Ingredients
Serves 44X 180g boneless &skinless thick fillets of snapper
4x boneless fillets of butterflied garfish head on
500g pre bought thawed puff pastry rolled into suitable size lids
4 egg yolks whisked with a pinch of salt
Leek &mushroom filling &sauce
150g unsalted butter
1large leek finely sliced &washed
6 cloves of finely sliced peeled garlic
175g finely sliced &washed button mushrooms
1 bunch of tarragon chopped
100g grated parmesan or sharp cheddar
Pinch of salt pinch of nutmeg
25g flour
600ml skinny milk
50ml lite cream
Mashed potatoes
1.4kg of peeled binje or Maris piper potatoes
2 cloves of garlic
Pinch of salt
85gUnsalted butter
100ml of milk or lite cream
Salt & pepper
Fennel salad
2 bulbs of fennel
Juice of 1 lemon
Pinch of salt
French dressing
Bunch of flat parsley
Method
Fish Pie
In a wide suitable pan warm 50g of the butter till liquid. Add sliced garlic, leeks and mushrooms. Season and cover with a lid. Cook for 3-4 mins till soft. Empty onto a tray and allow to cool.

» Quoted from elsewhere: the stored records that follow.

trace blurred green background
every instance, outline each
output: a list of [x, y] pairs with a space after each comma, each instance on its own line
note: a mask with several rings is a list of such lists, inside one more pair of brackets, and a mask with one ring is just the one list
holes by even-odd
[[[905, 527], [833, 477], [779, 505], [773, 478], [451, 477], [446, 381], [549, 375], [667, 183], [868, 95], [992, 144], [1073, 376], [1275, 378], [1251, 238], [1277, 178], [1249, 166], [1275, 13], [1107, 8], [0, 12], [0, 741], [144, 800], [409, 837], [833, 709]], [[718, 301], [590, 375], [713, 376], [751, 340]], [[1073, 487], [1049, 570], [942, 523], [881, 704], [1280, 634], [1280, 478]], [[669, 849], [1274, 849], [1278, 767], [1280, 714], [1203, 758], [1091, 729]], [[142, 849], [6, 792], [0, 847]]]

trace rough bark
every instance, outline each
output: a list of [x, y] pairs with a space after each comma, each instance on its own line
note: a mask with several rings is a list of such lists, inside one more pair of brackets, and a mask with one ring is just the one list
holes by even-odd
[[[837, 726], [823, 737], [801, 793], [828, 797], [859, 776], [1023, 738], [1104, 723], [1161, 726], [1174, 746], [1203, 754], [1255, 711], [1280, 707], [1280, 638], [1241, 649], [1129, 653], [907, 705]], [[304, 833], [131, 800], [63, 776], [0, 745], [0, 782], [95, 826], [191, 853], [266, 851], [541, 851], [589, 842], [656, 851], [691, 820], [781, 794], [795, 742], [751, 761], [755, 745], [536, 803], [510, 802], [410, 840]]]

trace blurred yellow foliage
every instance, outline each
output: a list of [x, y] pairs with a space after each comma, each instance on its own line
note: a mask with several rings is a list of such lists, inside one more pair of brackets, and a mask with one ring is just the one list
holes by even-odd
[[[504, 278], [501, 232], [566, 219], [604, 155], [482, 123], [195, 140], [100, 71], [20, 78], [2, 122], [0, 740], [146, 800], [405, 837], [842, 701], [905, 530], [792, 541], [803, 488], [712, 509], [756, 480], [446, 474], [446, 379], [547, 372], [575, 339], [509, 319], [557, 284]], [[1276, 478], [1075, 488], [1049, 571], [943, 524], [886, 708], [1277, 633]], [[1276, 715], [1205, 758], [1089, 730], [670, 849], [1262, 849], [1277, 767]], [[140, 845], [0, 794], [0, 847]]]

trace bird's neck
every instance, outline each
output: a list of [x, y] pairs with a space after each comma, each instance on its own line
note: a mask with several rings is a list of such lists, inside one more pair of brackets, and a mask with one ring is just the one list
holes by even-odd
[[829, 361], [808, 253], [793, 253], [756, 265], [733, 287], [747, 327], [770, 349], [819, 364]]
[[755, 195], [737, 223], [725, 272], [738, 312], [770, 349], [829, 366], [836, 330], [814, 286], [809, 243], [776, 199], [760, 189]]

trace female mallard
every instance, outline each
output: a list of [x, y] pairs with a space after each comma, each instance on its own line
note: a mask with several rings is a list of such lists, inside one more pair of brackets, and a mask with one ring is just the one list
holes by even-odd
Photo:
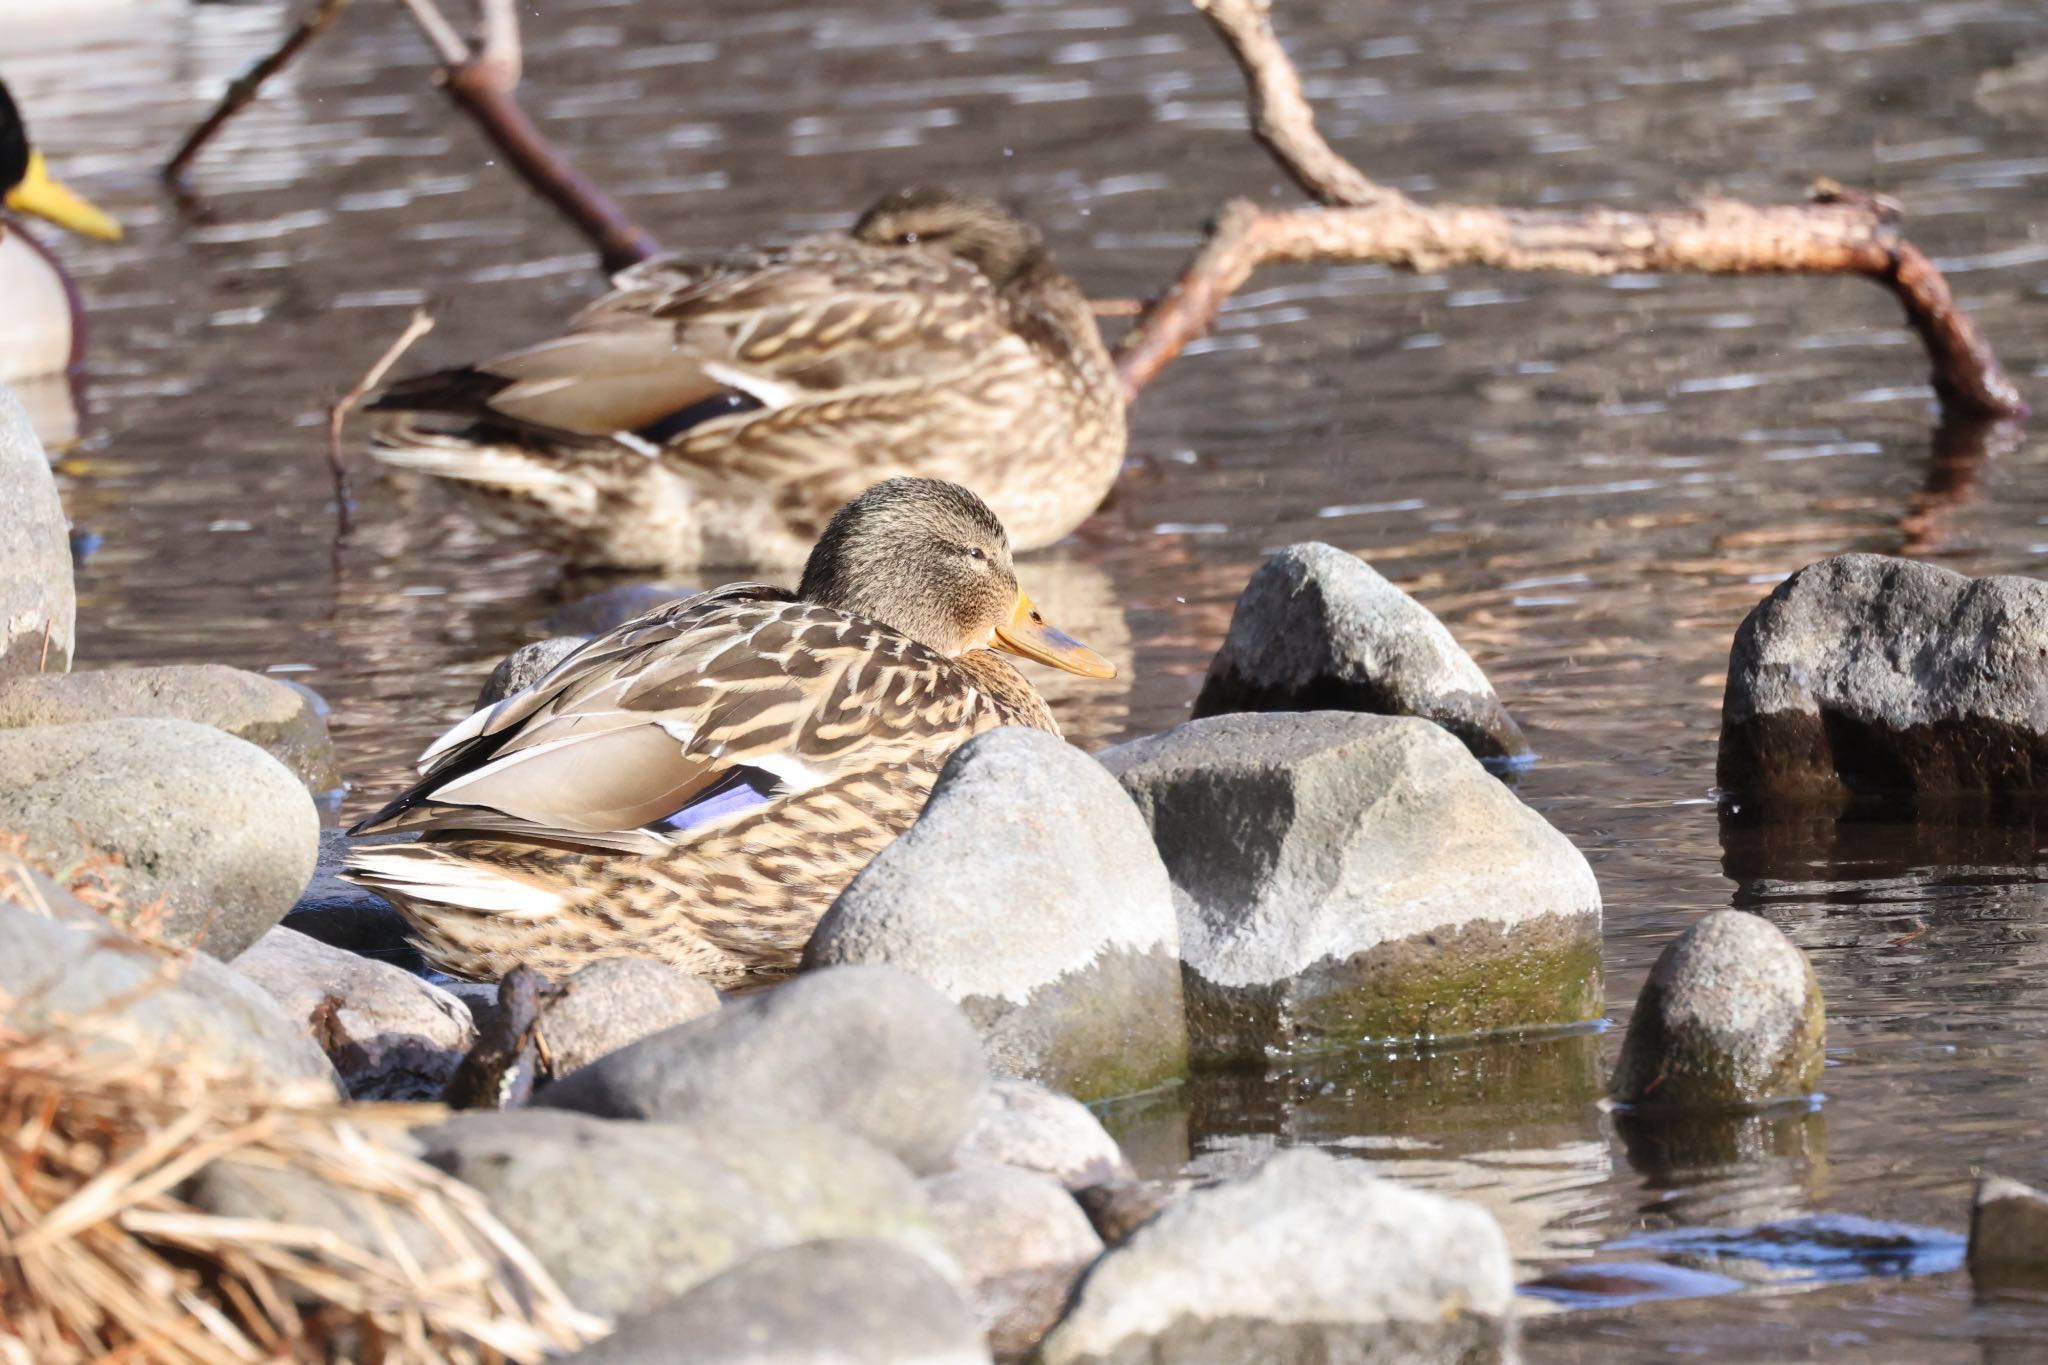
[[1036, 549], [1123, 461], [1088, 300], [993, 204], [904, 190], [851, 234], [614, 285], [565, 336], [386, 389], [377, 458], [578, 563], [667, 570], [793, 563], [894, 475], [973, 488]]
[[796, 592], [669, 603], [443, 735], [350, 831], [420, 841], [356, 849], [347, 875], [463, 976], [622, 955], [724, 987], [787, 975], [955, 748], [1059, 732], [995, 650], [1116, 671], [1039, 616], [979, 498], [891, 479], [833, 516]]
[[[29, 145], [21, 111], [0, 82], [0, 203], [87, 237], [115, 241], [113, 219], [50, 175]], [[0, 215], [0, 380], [62, 374], [80, 359], [85, 328], [78, 296], [56, 259]]]

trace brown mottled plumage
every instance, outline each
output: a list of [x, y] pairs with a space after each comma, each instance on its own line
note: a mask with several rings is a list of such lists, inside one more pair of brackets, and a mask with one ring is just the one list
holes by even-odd
[[443, 735], [351, 831], [421, 840], [355, 849], [346, 875], [463, 976], [630, 954], [772, 980], [955, 748], [1059, 732], [995, 650], [1113, 673], [1039, 617], [978, 498], [890, 480], [832, 518], [797, 592], [672, 602]]
[[1095, 510], [1122, 391], [1037, 231], [904, 190], [851, 233], [648, 261], [552, 341], [406, 380], [377, 458], [579, 563], [795, 562], [880, 480], [973, 488], [1022, 549]]

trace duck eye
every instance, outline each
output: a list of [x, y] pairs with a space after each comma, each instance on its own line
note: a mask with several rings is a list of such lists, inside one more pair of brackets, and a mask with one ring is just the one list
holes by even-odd
[[917, 234], [914, 232], [906, 232], [898, 236], [896, 240], [903, 243], [903, 245], [905, 246], [916, 246]]
[[979, 545], [970, 545], [967, 547], [967, 557], [969, 559], [985, 560], [988, 558], [988, 551], [982, 549]]

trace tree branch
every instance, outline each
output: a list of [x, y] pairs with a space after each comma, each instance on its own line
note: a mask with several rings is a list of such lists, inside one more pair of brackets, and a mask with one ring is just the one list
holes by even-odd
[[163, 170], [159, 172], [164, 181], [171, 185], [183, 181], [185, 171], [191, 166], [193, 158], [199, 155], [207, 143], [213, 141], [214, 134], [226, 126], [229, 119], [240, 113], [242, 106], [262, 92], [266, 81], [291, 65], [292, 58], [298, 56], [306, 44], [326, 32], [327, 26], [334, 22], [335, 16], [341, 13], [342, 6], [347, 3], [348, 0], [320, 0], [313, 13], [287, 33], [275, 51], [255, 62], [247, 71], [229, 82], [227, 90], [220, 97], [220, 103], [213, 107], [213, 112], [186, 136], [178, 150], [172, 153], [171, 159], [164, 163]]
[[1250, 87], [1259, 141], [1324, 208], [1224, 206], [1179, 280], [1117, 348], [1134, 398], [1206, 332], [1223, 301], [1265, 265], [1380, 261], [1410, 270], [1484, 265], [1578, 275], [1862, 275], [1906, 311], [1933, 362], [1947, 410], [2021, 416], [2027, 405], [1990, 344], [1955, 305], [1932, 262], [1900, 235], [1897, 211], [1832, 182], [1813, 202], [1759, 207], [1711, 199], [1686, 209], [1576, 212], [1418, 204], [1376, 184], [1323, 140], [1294, 65], [1273, 33], [1270, 0], [1195, 0]]

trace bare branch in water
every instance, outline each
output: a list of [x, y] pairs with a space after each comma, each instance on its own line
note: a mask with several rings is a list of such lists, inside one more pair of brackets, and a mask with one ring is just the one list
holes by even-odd
[[1380, 261], [1410, 270], [1484, 265], [1578, 275], [1861, 275], [1890, 289], [1905, 309], [1933, 363], [1945, 410], [2027, 412], [1941, 272], [1900, 234], [1888, 201], [1822, 182], [1811, 202], [1775, 207], [1731, 199], [1654, 213], [1419, 204], [1367, 178], [1323, 140], [1273, 32], [1270, 0], [1195, 4], [1245, 74], [1259, 141], [1322, 207], [1226, 204], [1180, 278], [1118, 346], [1127, 398], [1206, 332], [1223, 301], [1259, 267]]
[[225, 127], [229, 119], [240, 113], [244, 105], [262, 93], [266, 81], [291, 65], [292, 59], [298, 56], [308, 43], [326, 32], [327, 26], [334, 22], [346, 4], [348, 0], [320, 0], [312, 14], [300, 20], [292, 31], [285, 35], [284, 41], [277, 45], [276, 50], [229, 82], [227, 90], [220, 97], [220, 103], [213, 107], [213, 112], [200, 121], [199, 126], [186, 136], [171, 159], [164, 163], [164, 168], [160, 172], [164, 180], [173, 185], [182, 181], [193, 158], [199, 155], [207, 143], [213, 141], [214, 134]]
[[433, 316], [424, 308], [413, 309], [405, 330], [384, 348], [384, 354], [377, 357], [374, 365], [363, 371], [363, 377], [327, 409], [327, 467], [334, 475], [334, 505], [344, 531], [348, 529], [349, 520], [349, 485], [348, 460], [341, 448], [342, 428], [347, 425], [348, 415], [355, 411], [356, 404], [363, 401], [363, 395], [383, 383], [384, 376], [391, 373], [391, 367], [398, 363], [399, 357], [411, 350], [415, 341], [433, 330]]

Return the pan to the heat, add the remaining butter and allow to melt. Add the flour and stir to a smooth paste. Reduce the heat and gradually add the milk stirring vigorously as you add the milk.
Once all the milk has been absorbed, add the cheese, cream and seasoning. Cook for 5 minutes then add the tarragon.
Take a suitable pie dish then spoon a ladle of the sauce into the dish followed by some leeks and mushrooms. Season the fish lightly then place the snapper on top of the sauce and vegetables.
Next place the Garfish on top with the head pointing out of the dish, followed by more sauce and vegetables.
Allow to cool then brush the pastry lid with beaten egg. Top with puff pastry allowing the head to peak out. Brush the pastry with the egg yolk mixture then allow to rest for 10 minutes. Pre-heat the oven to 200˚C and bake for 25 minutes
Serve piping hot with mashed potatoes and a fennel salad.
Mashed potatoes
Cover potatoes with cold water season with salt Add garlic and bring to the boil. Cook until soft. Drain very well and pass through a potato ricer. Add butter, milk or cream. Season lightly once more.
Fennel salad
Wash fennel bulbs and remove their tough outer leaves then finely slice on a Japanese mandolin.
Wash leaves of flat parsley and coarsely shred. Add to fennel.
Combine lemon and French dressing. Prior to serving, add to fennel, season and toss.